Tobias Harris opens up about mental health and what he does to stay balanced


The first time Tobias Harris practiced yoga at a studio in Long Island, New York, he almost fainted. Granted, it was Bikram yoga, a practice in which the room is usually heated to a temperature of 95-108 degrees with a humidity of 40 percent.

“It was recommended to me through a lot of people because of flexibility and things that would further help me,” Harris recalled. “But then, when I got in there and realized how hot it was and then the heat combined with the movements, I almost passed out.”

Thankfully, Harris made it through his first class without losing consciousness, and the practice has stuck with him ever since.

“When I first started yoga, I was looking to do it more for the workout aspect of it, and now I kind of do it more for the meditation experience and just the soothing and calming experience, mixed with being able to put your muscles and stretch in different positions," Harris said. "It puts me in a spot where I can use my breath and hone in and focus on my own personal inner being.”

For Harris, yoga is one of the many aspects that contribute to his overall well-being — a balance of “mind, body, soul and making sure that's all on a healthy level.” Something he is very passionate about.

So passionate, in fact, that Harris helped lead a small yoga class at Y7 Studios in New York on Sunday, as part of the inaugural Tobias Harris Healthy Lifestyle Conference, a two-day event focused on health and wellness.

“Everything from meditation to working out, to being financially on top of your business, things that for my own self-awareness, I embody in my own walk of life and my profession,” Harris said about the conference.

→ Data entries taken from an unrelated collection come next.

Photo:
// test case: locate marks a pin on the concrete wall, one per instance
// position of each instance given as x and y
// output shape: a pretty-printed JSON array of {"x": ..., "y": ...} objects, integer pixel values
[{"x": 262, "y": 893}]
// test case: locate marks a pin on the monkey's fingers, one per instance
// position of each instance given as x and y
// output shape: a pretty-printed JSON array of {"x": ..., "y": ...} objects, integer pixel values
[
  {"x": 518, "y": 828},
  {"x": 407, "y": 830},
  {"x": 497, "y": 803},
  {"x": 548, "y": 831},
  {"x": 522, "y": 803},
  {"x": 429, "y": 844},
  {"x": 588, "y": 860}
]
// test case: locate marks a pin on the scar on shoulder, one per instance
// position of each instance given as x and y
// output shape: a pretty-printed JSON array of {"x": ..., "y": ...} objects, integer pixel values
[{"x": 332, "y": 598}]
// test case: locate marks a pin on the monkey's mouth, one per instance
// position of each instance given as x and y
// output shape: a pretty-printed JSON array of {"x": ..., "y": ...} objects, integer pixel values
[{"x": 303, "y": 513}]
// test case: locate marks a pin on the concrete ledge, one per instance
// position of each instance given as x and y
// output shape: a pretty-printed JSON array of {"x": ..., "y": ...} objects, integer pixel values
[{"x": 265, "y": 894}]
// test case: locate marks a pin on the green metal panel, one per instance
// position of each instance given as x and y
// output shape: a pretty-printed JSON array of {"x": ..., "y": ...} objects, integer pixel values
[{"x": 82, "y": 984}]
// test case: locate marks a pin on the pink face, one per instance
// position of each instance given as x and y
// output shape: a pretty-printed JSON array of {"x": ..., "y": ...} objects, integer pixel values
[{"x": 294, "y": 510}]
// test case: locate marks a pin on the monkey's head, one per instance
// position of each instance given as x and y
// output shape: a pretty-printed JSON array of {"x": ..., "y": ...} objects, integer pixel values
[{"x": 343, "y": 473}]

“Physical health and mental health go hand in hand. Every day I wake up and go work out, and it's not because I have to do it, it's because it's good for my own well-being as a person to be able to get up and move every day.”

Harris also appreciates how the attitude toward mental health, especially in men’s professional sports, is shifting.

“It's a more open dialogue type of feel," Harris said. "I think more males are feeling more comfortable to say it's OK to go and talk to somebody.”

For Harris, talking to a therapist has been a personal shift for him, too.

“My girlfriend is the first person who told me to go talk to somebody and see how it goes, and my response back was like, ‘I don't need to go talk to anybody,’" Harris said. "But until you actually try it and do it, then the stigma around it goes away … and you go, ‘Actually, that was really helpful for me.’ I think I appreciate how open of a field it is now, and I think it’s important for a lot of people.” 

Especially in the age of social media.

“I think [social media] has a bigger impact [on mental health] than people may realize," Harris said. "Sometimes feeding into the negativity or the positivity also can affect your mental state, where you may get too high or too low in different settings.”

And add to that, injuries, playing time and other moments of adversity that affect a player’s mental health.

“I think every NBA player has been there, maybe every pro athlete has been there,” Harris said.

"That's why I know from my own personal self, always keep a base of who you are and things you can keep on a daily basis to help your own self and to help you be the best you, every single day.”